We’ve all heard that one. For many, the GMAT is the reason why they delay business school. Who wants to study for 100 hours? Just look at the questions. Who cares about a total when a variable is added to a mean? I haven’t needed algebra since high school. And what difference does it make if a sentence is constructed perfectly? I understood what the writer meant.
Alas, the GMAT is great preparation for business school. It tests critical thinking, not IQ. And it trains test-takers to formulate a plan, be precise, and tackle issues strategically. Even more, it reminds prospective students that they don’t know everything. As humbling as the GMAT can be, it weeds out the doers from the dilettantes
But prepping for the GMAT can be a daunting proposition. That’s why test preparation is such a lucrative business. So much rides on the results. Score a 730 and programs will fight for you. Submit a 660 and you’ll wait-and-wonder. Bottom line: A high GMAT provides more options and greater security (along with drawing more scholarship dollars).
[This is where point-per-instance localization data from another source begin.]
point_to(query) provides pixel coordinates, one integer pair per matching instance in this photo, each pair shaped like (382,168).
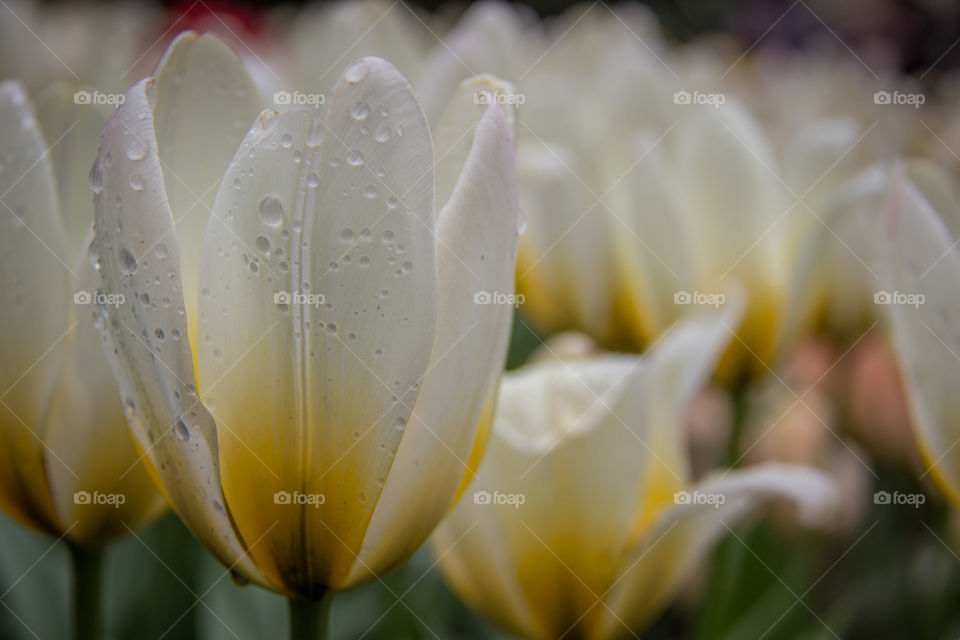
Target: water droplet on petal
(136,150)
(271,211)
(360,111)
(357,72)
(127,262)
(355,158)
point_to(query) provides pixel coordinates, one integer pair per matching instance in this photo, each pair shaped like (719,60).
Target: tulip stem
(87,566)
(309,618)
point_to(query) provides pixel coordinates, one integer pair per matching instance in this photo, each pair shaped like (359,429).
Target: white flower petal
(923,261)
(657,566)
(34,313)
(72,132)
(314,395)
(146,329)
(203,102)
(477,240)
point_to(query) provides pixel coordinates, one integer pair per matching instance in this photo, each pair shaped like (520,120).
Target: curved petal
(313,395)
(653,250)
(924,263)
(655,569)
(88,444)
(564,268)
(34,285)
(324,39)
(591,449)
(203,102)
(477,240)
(72,132)
(144,326)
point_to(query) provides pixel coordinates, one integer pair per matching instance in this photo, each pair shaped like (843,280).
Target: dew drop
(127,262)
(271,211)
(354,158)
(360,111)
(181,431)
(357,72)
(136,150)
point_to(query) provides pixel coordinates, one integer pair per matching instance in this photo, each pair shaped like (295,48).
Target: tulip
(918,268)
(68,467)
(583,520)
(309,350)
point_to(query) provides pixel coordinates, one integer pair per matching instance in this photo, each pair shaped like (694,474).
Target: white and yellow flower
(67,464)
(583,519)
(312,374)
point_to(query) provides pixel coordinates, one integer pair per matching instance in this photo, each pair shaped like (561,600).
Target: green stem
(309,618)
(87,566)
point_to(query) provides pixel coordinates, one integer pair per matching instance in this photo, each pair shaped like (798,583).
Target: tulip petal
(72,132)
(203,102)
(923,261)
(477,240)
(145,331)
(88,444)
(656,568)
(313,396)
(593,448)
(653,253)
(564,269)
(452,136)
(33,312)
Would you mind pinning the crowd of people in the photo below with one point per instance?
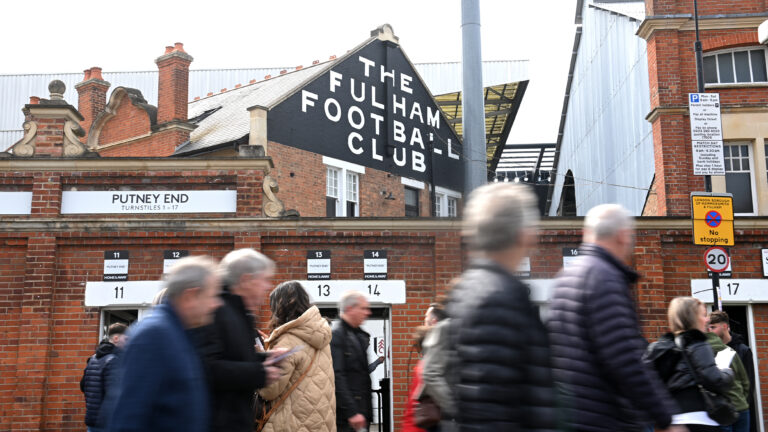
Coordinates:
(488, 362)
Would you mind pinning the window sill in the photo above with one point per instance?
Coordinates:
(736, 85)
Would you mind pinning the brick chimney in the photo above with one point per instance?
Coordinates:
(52, 127)
(173, 84)
(92, 96)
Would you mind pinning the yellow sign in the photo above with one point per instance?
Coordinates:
(705, 204)
(712, 220)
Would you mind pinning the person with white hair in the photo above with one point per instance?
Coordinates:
(496, 355)
(349, 349)
(595, 335)
(235, 369)
(163, 384)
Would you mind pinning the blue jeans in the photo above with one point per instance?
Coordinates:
(741, 425)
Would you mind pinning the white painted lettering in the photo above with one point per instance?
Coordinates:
(378, 119)
(405, 83)
(433, 118)
(396, 105)
(335, 79)
(416, 111)
(417, 162)
(368, 65)
(385, 75)
(399, 131)
(416, 138)
(351, 144)
(374, 102)
(307, 99)
(335, 117)
(362, 90)
(361, 117)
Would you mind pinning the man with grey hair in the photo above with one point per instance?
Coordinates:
(235, 369)
(349, 349)
(497, 355)
(163, 386)
(595, 335)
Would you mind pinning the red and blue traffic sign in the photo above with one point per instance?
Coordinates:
(713, 219)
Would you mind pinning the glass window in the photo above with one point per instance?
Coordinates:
(742, 66)
(452, 205)
(411, 202)
(738, 176)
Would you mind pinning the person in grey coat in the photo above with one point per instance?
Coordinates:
(595, 335)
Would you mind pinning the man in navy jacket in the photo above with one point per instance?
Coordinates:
(595, 335)
(163, 386)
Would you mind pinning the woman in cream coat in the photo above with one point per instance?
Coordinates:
(311, 406)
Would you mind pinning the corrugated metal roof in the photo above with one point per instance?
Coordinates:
(15, 90)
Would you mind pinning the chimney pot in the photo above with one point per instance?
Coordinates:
(96, 73)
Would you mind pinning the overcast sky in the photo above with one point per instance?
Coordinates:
(46, 36)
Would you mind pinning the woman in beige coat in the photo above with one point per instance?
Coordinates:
(311, 406)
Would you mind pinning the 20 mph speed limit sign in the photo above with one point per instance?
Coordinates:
(716, 259)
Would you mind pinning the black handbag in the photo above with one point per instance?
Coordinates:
(718, 406)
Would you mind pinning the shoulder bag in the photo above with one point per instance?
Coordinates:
(263, 417)
(718, 406)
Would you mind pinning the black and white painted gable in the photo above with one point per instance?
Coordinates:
(372, 108)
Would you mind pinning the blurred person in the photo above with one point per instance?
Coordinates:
(349, 348)
(740, 390)
(596, 342)
(163, 387)
(99, 381)
(498, 365)
(435, 313)
(303, 398)
(234, 368)
(720, 324)
(687, 323)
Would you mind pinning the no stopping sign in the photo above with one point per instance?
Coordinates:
(716, 259)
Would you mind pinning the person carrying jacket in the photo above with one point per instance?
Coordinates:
(234, 368)
(352, 372)
(100, 377)
(498, 366)
(738, 394)
(688, 322)
(306, 384)
(595, 335)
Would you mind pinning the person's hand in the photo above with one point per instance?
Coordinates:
(271, 354)
(357, 421)
(674, 428)
(272, 374)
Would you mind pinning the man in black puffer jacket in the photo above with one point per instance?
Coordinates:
(499, 367)
(595, 335)
(100, 377)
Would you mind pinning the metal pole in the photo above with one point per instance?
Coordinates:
(472, 106)
(700, 73)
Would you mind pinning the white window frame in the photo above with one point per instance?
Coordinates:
(345, 171)
(732, 51)
(753, 185)
(441, 201)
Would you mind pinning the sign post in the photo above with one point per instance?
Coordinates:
(713, 226)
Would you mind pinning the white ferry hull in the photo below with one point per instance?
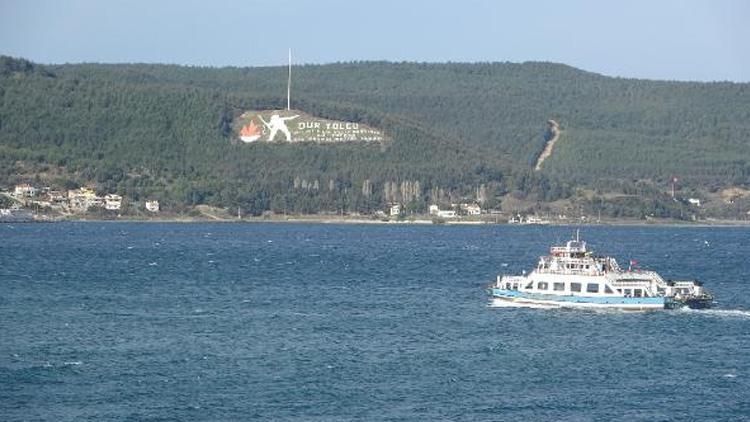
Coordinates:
(513, 298)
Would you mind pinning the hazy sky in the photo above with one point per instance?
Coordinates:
(656, 39)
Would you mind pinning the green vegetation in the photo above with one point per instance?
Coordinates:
(164, 132)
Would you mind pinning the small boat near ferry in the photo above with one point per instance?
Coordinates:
(571, 276)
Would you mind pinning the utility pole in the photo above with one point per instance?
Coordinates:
(289, 83)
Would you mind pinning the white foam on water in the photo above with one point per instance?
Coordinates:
(732, 313)
(498, 303)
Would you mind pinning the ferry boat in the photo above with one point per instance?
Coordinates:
(571, 276)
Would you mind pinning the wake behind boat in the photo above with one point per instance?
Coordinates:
(572, 277)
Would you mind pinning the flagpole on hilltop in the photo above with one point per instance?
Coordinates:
(289, 83)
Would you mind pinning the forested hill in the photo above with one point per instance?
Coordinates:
(164, 130)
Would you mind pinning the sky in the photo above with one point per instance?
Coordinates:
(651, 39)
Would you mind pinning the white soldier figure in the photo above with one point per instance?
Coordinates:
(277, 123)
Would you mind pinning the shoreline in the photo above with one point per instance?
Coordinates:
(422, 221)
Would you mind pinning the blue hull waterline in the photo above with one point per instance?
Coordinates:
(557, 301)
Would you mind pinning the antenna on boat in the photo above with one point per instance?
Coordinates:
(289, 83)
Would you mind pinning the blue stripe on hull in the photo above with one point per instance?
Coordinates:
(651, 302)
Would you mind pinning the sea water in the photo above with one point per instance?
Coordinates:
(296, 322)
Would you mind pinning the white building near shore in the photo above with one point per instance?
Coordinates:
(152, 206)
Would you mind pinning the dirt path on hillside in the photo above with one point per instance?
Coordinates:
(554, 127)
For many, a mystique surrounds the GMAT. If you can just crack the code, you’ll come away with an all-expense paid trip to Palo Alto. For Andrew Geller, who scored a 770 GMAT, there are shortcuts to reaching the top percentiles. While you can learn tricks here-and there to improve, the GMAT requires you to change how you think and practice every day (along with maintaining an upbeat attitude).
A tutor since 2002, Geller currently heads Atlantic GMAT, a leading private tutoring service that serves clients nationwide. Before that, he prepped GMAT test-takers McElroy Tutoring, where he held a 9.9 rating (i.e. “Exceptional”) from clients. A consummate teacher, Geller joined the Poets&Quants team in 2014, providing readers with expert advice on topics ranging from bumping up quant scores to setting priorities. For Geller, it all starts with creating a framework. “Approach your studying in an organized way,” he tells one reader. “Schedule your study sessions. Know what you will focus on each day. Keep track of and review mistakes… Put your study sessions in your calendar or make a GMAT study schedule.”
At the same time, he warns that there are no shortcuts. “Give yourself an appropriate amount of time to get to your goals,” he cautions another reader. “Rushing usually leads to disappointment. It is much better to have realistic expectations. You’re not a robot. You can’t expect to read about how to do something and then all of sudden know how to do that thing yourself. Learning takes time.”